Появившихся из-под пера Щедрина чудовищных градоначальников можно было бы счесть игрой воспаленного воображения, если бы не многочисленные соответствия между их диковинными выходками и реальной российской историей. Чего, кажется, фантастичнее посумный сбор с каждой нищенской сумы, который лег в основание финансовой системы города Глупова! А между тем в этой карикатурной форме отразилось обложение налогами малоимущих классов, в то время как дворянство даже в 60-х годах упорно сопротивлялось попыткам распространить налоговое обложение и на него.
Предоставление юродивому Яшеньке кафедры философии приводило на ум не только проект мракобеса Магницкого об уничтожении преподавания этой науки, обсуждавшийся в последние годы царствования Александра I, но и более близкие события 1849–1850 годов.
— Случалось ли тебе когда-нибудь читать философские сочинения? — спросил в эту пору Николай генерал-адъютанта Назимова.
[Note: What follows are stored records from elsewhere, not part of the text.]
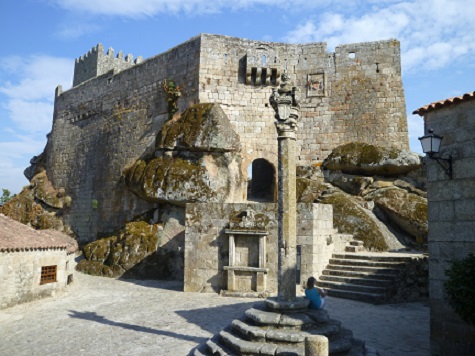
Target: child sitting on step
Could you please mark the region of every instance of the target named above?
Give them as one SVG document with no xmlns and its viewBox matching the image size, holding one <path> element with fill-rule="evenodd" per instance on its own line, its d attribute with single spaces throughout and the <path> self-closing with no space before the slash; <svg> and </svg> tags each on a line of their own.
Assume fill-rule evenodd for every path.
<svg viewBox="0 0 475 356">
<path fill-rule="evenodd" d="M 315 283 L 317 283 L 315 277 L 310 277 L 307 280 L 307 288 L 305 288 L 305 298 L 310 300 L 308 308 L 323 309 L 323 306 L 325 305 L 325 298 L 328 293 L 325 289 L 318 288 Z"/>
</svg>

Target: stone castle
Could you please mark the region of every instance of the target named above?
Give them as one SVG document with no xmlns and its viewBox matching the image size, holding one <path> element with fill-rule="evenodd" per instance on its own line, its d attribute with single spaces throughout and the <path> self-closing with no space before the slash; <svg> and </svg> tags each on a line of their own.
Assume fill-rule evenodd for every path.
<svg viewBox="0 0 475 356">
<path fill-rule="evenodd" d="M 253 162 L 253 176 L 265 175 L 264 166 L 275 179 L 277 134 L 268 98 L 284 72 L 302 96 L 297 165 L 317 165 L 334 147 L 348 142 L 408 149 L 397 40 L 343 45 L 327 52 L 325 43 L 201 34 L 135 61 L 122 52 L 115 57 L 112 49 L 105 54 L 97 45 L 76 60 L 73 88 L 56 89 L 53 128 L 45 148 L 49 180 L 72 198 L 64 220 L 78 240 L 94 241 L 167 201 L 140 199 L 121 189 L 125 170 L 157 154 L 157 133 L 171 117 L 164 83 L 181 88 L 179 113 L 211 103 L 229 121 L 226 129 L 233 131 L 239 159 L 232 164 L 235 189 L 221 201 L 246 201 L 247 169 Z M 266 184 L 256 177 L 253 181 Z M 193 201 L 200 199 L 188 202 Z"/>
</svg>

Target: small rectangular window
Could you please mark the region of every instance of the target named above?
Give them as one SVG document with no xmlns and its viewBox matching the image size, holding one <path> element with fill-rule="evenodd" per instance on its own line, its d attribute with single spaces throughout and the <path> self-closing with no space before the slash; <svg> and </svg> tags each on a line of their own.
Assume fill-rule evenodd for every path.
<svg viewBox="0 0 475 356">
<path fill-rule="evenodd" d="M 43 266 L 43 267 L 41 267 L 40 284 L 56 282 L 56 267 L 57 266 Z"/>
</svg>

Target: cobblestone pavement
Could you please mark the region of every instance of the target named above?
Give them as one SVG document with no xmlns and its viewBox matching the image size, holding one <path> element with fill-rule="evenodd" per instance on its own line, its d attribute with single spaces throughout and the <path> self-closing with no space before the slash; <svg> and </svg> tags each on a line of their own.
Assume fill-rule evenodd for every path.
<svg viewBox="0 0 475 356">
<path fill-rule="evenodd" d="M 0 310 L 0 355 L 187 355 L 255 299 L 183 293 L 181 283 L 76 273 L 66 294 Z M 428 355 L 429 308 L 333 298 L 327 310 L 381 355 Z"/>
</svg>

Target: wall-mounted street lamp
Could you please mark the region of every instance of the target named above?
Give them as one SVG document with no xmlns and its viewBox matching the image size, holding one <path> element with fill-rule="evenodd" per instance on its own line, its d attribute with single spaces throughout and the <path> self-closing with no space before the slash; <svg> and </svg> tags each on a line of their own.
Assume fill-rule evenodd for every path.
<svg viewBox="0 0 475 356">
<path fill-rule="evenodd" d="M 443 138 L 444 136 L 435 135 L 434 130 L 429 129 L 429 134 L 419 137 L 419 141 L 421 141 L 422 152 L 427 154 L 430 159 L 435 159 L 439 166 L 444 169 L 445 174 L 447 174 L 449 178 L 452 179 L 452 156 L 449 156 L 449 158 L 437 157 L 437 154 L 440 150 L 440 143 L 442 142 Z M 448 167 L 445 167 L 442 162 L 447 162 Z"/>
</svg>

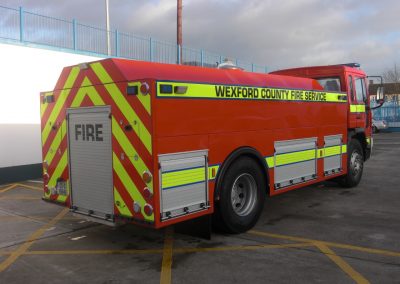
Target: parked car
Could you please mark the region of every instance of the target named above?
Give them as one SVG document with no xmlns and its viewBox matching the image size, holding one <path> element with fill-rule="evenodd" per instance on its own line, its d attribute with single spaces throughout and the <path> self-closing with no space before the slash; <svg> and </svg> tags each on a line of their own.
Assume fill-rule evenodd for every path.
<svg viewBox="0 0 400 284">
<path fill-rule="evenodd" d="M 372 119 L 372 131 L 374 133 L 377 133 L 381 131 L 382 129 L 387 129 L 388 124 L 384 120 L 377 120 L 377 119 Z"/>
</svg>

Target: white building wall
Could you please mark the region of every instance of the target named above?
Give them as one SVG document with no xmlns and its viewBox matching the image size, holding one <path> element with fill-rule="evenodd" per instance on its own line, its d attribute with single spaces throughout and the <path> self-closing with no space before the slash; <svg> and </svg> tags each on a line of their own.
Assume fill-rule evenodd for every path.
<svg viewBox="0 0 400 284">
<path fill-rule="evenodd" d="M 0 168 L 42 161 L 39 94 L 62 68 L 98 57 L 0 44 Z"/>
</svg>

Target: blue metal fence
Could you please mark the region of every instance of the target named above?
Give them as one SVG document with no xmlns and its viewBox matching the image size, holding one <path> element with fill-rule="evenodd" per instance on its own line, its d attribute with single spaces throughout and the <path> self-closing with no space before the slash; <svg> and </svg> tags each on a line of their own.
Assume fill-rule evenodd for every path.
<svg viewBox="0 0 400 284">
<path fill-rule="evenodd" d="M 178 63 L 195 66 L 216 67 L 226 56 L 205 50 L 182 47 L 180 52 L 176 44 L 155 40 L 79 23 L 75 19 L 65 20 L 44 16 L 22 7 L 19 9 L 0 6 L 0 39 L 23 44 L 35 44 L 42 47 L 61 48 L 77 53 L 89 53 L 95 56 L 109 56 L 107 33 L 111 40 L 112 57 L 136 60 Z M 182 58 L 180 58 L 182 54 Z M 232 60 L 232 58 L 230 58 Z M 266 66 L 233 59 L 246 71 L 266 73 Z"/>
<path fill-rule="evenodd" d="M 376 103 L 372 103 L 376 105 Z M 400 130 L 400 100 L 399 97 L 387 97 L 382 107 L 373 110 L 373 117 L 377 120 L 385 120 L 389 130 Z"/>
</svg>

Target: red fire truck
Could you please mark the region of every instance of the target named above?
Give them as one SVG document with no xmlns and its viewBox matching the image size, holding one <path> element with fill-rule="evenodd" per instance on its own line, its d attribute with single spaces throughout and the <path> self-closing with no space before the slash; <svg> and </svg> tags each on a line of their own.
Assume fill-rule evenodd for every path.
<svg viewBox="0 0 400 284">
<path fill-rule="evenodd" d="M 44 200 L 107 224 L 213 215 L 231 233 L 264 197 L 356 186 L 372 148 L 356 64 L 257 74 L 106 59 L 41 94 Z"/>
</svg>

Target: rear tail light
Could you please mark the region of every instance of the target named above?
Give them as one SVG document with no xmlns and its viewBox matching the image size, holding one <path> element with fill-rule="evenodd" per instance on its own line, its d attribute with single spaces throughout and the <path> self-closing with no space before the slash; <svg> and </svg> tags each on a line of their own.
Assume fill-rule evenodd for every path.
<svg viewBox="0 0 400 284">
<path fill-rule="evenodd" d="M 147 95 L 149 94 L 149 91 L 150 91 L 149 84 L 147 84 L 146 82 L 142 83 L 142 85 L 140 86 L 140 92 L 143 95 Z"/>
<path fill-rule="evenodd" d="M 146 203 L 146 205 L 144 206 L 144 213 L 147 216 L 151 216 L 151 214 L 153 214 L 153 206 L 151 206 L 150 204 Z"/>
<path fill-rule="evenodd" d="M 47 184 L 49 182 L 50 176 L 48 173 L 43 174 L 43 183 Z"/>
<path fill-rule="evenodd" d="M 149 171 L 144 171 L 142 178 L 145 183 L 149 183 L 153 179 L 153 176 L 151 175 L 151 173 Z"/>
<path fill-rule="evenodd" d="M 135 213 L 139 213 L 140 212 L 140 204 L 138 202 L 133 202 L 133 211 L 135 211 Z"/>
<path fill-rule="evenodd" d="M 150 191 L 150 189 L 148 188 L 148 187 L 145 187 L 144 189 L 143 189 L 143 195 L 144 195 L 144 197 L 145 198 L 150 198 L 151 196 L 152 196 L 152 193 L 151 193 L 151 191 Z"/>
</svg>

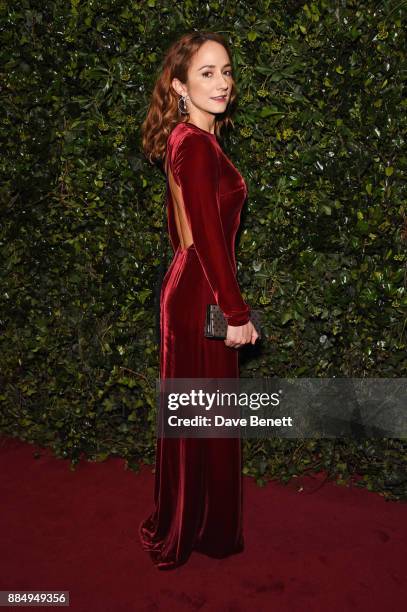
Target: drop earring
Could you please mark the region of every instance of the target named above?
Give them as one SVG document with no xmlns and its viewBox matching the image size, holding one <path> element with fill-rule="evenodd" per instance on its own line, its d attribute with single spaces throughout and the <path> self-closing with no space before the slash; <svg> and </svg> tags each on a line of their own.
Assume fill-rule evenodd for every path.
<svg viewBox="0 0 407 612">
<path fill-rule="evenodd" d="M 182 103 L 182 106 L 184 108 L 180 107 L 180 102 Z M 178 110 L 182 115 L 188 115 L 188 110 L 187 110 L 187 96 L 181 96 L 178 99 Z"/>
</svg>

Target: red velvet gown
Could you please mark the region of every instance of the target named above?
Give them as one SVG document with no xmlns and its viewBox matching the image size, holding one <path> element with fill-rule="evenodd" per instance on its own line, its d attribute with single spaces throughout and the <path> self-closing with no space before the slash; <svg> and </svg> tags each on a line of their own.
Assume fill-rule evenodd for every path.
<svg viewBox="0 0 407 612">
<path fill-rule="evenodd" d="M 249 321 L 234 250 L 246 184 L 216 135 L 192 123 L 173 129 L 166 160 L 193 243 L 181 248 L 167 176 L 174 258 L 161 289 L 160 376 L 238 378 L 238 349 L 203 331 L 210 303 L 220 306 L 229 325 Z M 215 558 L 243 550 L 241 468 L 240 438 L 157 438 L 155 508 L 139 535 L 158 569 L 182 565 L 193 550 Z"/>
</svg>

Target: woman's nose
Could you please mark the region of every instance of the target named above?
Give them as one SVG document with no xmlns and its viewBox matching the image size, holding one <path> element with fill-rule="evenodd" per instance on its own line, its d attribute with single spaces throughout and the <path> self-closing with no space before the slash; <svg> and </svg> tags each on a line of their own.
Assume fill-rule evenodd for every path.
<svg viewBox="0 0 407 612">
<path fill-rule="evenodd" d="M 222 87 L 222 89 L 224 89 L 227 86 L 228 86 L 228 82 L 227 82 L 226 78 L 222 74 L 221 77 L 220 77 L 220 80 L 219 80 L 219 87 Z"/>
</svg>

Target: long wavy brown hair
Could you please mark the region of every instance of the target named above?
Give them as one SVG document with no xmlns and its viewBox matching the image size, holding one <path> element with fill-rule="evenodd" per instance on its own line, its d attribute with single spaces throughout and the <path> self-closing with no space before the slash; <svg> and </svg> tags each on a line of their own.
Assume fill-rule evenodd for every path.
<svg viewBox="0 0 407 612">
<path fill-rule="evenodd" d="M 189 120 L 189 114 L 181 114 L 179 111 L 179 95 L 171 85 L 172 79 L 177 78 L 181 83 L 187 82 L 191 58 L 207 40 L 214 40 L 223 45 L 232 63 L 230 48 L 226 40 L 221 34 L 209 31 L 194 31 L 184 34 L 172 43 L 164 57 L 161 74 L 154 86 L 147 117 L 141 125 L 143 151 L 152 164 L 162 165 L 168 136 L 177 123 Z M 227 126 L 229 123 L 233 126 L 230 115 L 236 98 L 237 91 L 232 81 L 227 109 L 221 118 L 215 122 L 215 134 L 217 136 L 220 136 L 223 126 Z"/>
</svg>

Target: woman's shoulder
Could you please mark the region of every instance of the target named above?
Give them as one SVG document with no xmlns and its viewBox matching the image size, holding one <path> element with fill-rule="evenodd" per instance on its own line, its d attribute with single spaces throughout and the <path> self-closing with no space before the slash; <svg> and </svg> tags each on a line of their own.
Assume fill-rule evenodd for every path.
<svg viewBox="0 0 407 612">
<path fill-rule="evenodd" d="M 184 142 L 186 139 L 191 142 L 216 143 L 215 134 L 211 134 L 194 123 L 188 123 L 187 121 L 180 121 L 177 123 L 172 129 L 168 139 L 178 144 Z"/>
<path fill-rule="evenodd" d="M 167 154 L 176 172 L 181 165 L 199 163 L 218 170 L 219 152 L 216 136 L 194 124 L 181 121 L 171 131 L 167 140 Z"/>
</svg>

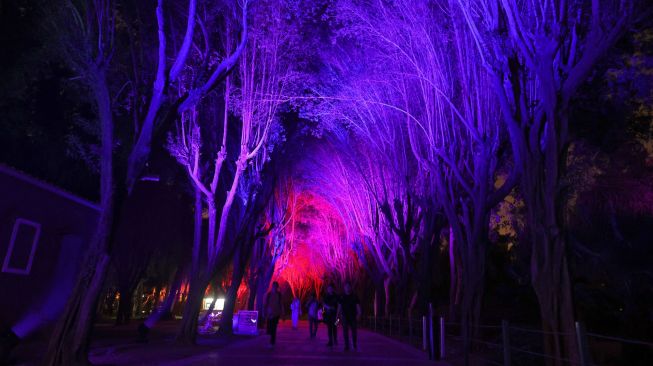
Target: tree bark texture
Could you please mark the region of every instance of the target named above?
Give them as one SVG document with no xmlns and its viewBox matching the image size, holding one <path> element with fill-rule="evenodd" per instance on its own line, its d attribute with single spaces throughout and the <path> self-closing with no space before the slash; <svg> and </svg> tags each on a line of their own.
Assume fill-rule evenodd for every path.
<svg viewBox="0 0 653 366">
<path fill-rule="evenodd" d="M 57 323 L 45 356 L 46 365 L 86 365 L 93 317 L 107 268 L 114 216 L 113 118 L 106 74 L 90 66 L 89 88 L 100 120 L 100 217 L 80 276 Z"/>
</svg>

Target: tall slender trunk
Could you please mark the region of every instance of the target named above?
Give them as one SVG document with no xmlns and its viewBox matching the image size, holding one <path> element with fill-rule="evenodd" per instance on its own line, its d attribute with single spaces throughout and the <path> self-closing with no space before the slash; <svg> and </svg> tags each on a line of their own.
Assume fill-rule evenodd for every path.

— Нет, ваше величество, не случалось, — отрапортовал человек, «данный в Вольтеры» Московскому учебному округу.
— Ну, а я прочитал их все, — щегольнул император своей премудростью перед доверчивым служакой, — и убедился, что все это только заблуждение ума.
В Московском университете курс философии в ту пору был отменен, а логику и психологию читал богослов Терновский; в Петербурге поговаривали о закрытии университетов вообще.
Но дело было даже не в отдельных разительных совпадениях «фантастики» и «будней». Вся глуповская эпопея разворачивается в строгом соответствии с порядками самодержавного государства.
Самым дерзким образом высмеивал Щедрин «драгоценные» исторические предания, зачастую мифического свойства, которые придавали видимость законности алчным притязаниям правящих классов.
Легенда о патриархальном единении власти с народом стала в книге предметом злых насмешек. Мало того, что, отправляясь к градоначальнику, даже именитейшие представители глуповцев держат под мышками кульки, полагая, что дело не обойдется без «доброхотных даяний». Все, что ни делает начальство, будь оно даже одержимо добрыми намерениями, оборачивается для глуповцев только новыми прижимками, несчастьями, большим или меньшим количеством убиенных.